UT Professor of Musicology co-edits book on medieval French gender and voice
KNOXVILLE, Tenn. – A new book co-edited by School of Music Professor of Musicology Rachel May Golden analyzes gender and voice in medieval French literature and song. It’s a project that merges a variety of different perspectives from a wide range of disciplines – one that Golden believes will aid in granting a fuller understanding of the period.
“Sometimes medieval times are viewed in a negative way like that it was a dark age, or that all knowledge and learning was lost, or that it was exclusively filled with war and hardship and disease and those sorts of things,” she said. “In some ways, medieval people were not so different from us. We’re a society that’s been heavily affected recently by disease and wars, and we’re a society that struggles with inequities. There’s truth to those things affecting the human condition a lot more broadly than in just one era.”
The book, titled Gender and Voice in Medieval French Literature and Song, is composed of essays that offer analyses of medieval French writings and song from a variety of perspectives, including literary, historical, and musical, to better understand the history of women’s voices in the time period.

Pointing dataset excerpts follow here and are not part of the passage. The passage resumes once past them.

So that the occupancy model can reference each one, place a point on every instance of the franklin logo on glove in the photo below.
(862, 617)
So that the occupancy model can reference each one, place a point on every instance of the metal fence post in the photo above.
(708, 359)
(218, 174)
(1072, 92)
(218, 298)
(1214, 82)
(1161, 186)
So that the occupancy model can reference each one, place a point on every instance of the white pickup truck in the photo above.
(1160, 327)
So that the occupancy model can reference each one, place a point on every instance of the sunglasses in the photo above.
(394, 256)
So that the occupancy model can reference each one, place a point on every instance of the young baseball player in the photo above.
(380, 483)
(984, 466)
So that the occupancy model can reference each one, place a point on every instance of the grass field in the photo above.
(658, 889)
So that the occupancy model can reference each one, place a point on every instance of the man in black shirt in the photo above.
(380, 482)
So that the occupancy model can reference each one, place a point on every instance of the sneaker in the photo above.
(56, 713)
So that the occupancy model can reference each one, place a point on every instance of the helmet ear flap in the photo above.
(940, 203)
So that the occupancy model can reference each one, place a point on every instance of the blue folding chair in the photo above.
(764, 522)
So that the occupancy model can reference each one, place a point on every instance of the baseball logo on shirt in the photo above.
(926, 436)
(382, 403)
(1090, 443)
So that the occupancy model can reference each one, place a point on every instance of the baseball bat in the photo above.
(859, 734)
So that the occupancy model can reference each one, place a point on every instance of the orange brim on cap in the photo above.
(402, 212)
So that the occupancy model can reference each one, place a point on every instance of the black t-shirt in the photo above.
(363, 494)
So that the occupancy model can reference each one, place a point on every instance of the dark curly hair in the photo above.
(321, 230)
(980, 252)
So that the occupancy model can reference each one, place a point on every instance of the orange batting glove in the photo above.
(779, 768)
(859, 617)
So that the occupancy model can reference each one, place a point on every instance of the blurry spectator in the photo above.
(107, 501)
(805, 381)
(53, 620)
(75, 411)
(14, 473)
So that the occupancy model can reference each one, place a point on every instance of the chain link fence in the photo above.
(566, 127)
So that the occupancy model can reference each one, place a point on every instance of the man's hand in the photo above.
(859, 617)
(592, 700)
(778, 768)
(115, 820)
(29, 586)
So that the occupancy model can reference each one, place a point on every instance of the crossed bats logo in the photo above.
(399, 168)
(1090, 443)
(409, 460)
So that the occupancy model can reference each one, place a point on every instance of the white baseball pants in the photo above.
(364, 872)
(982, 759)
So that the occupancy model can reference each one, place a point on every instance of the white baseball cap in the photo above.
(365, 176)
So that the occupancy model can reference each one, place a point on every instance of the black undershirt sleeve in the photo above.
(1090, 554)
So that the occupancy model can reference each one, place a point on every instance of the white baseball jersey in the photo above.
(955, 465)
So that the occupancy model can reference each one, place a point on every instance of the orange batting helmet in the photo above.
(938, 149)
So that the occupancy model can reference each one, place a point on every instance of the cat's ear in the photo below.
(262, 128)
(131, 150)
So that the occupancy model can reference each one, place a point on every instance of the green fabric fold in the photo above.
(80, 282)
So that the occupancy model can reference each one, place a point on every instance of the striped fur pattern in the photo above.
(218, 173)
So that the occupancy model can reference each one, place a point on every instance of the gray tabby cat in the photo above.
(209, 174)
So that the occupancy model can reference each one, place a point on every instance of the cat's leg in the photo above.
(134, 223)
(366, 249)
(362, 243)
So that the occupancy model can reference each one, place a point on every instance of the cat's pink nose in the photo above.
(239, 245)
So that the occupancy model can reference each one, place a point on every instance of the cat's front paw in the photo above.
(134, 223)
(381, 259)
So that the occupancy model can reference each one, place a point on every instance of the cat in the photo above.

The work grew out of a series of sessions on the topic at the long-running International Congress on Medieval Studies. Katherine Kong, an independent scholar and previously associate professor of French at the University of Tennessee, co-led these conference sessions with Golden, and co-edited the book along with Golden as well.
Golden’s interest in France originally was piqued, she says, by accident. She discovered a couple of Christmas albums in graduate school that featured Latin religious repertoires of southern France and were some of the first polyphonic music written in western Europe. She was drawn to the history of that development, as well as how overlooked it was at the time – while students frequently first learn about the polyphony of northern France at Notre Dame in studying the form, these pieces of southern France preceded those – in some cases by as much as 100 years.
“I started working on them and thinking about them because they’re a bit less set. They don’t necessarily notate rhythm between parts, so they have a much more improvisatory feeling than the later Notre Dame pieces, which tend to be very structured,” she said. “This makes them a bit more challenging to perform, to figure out how the two voices might fit together, and what kind of dissonances might be part of the practice of the time.”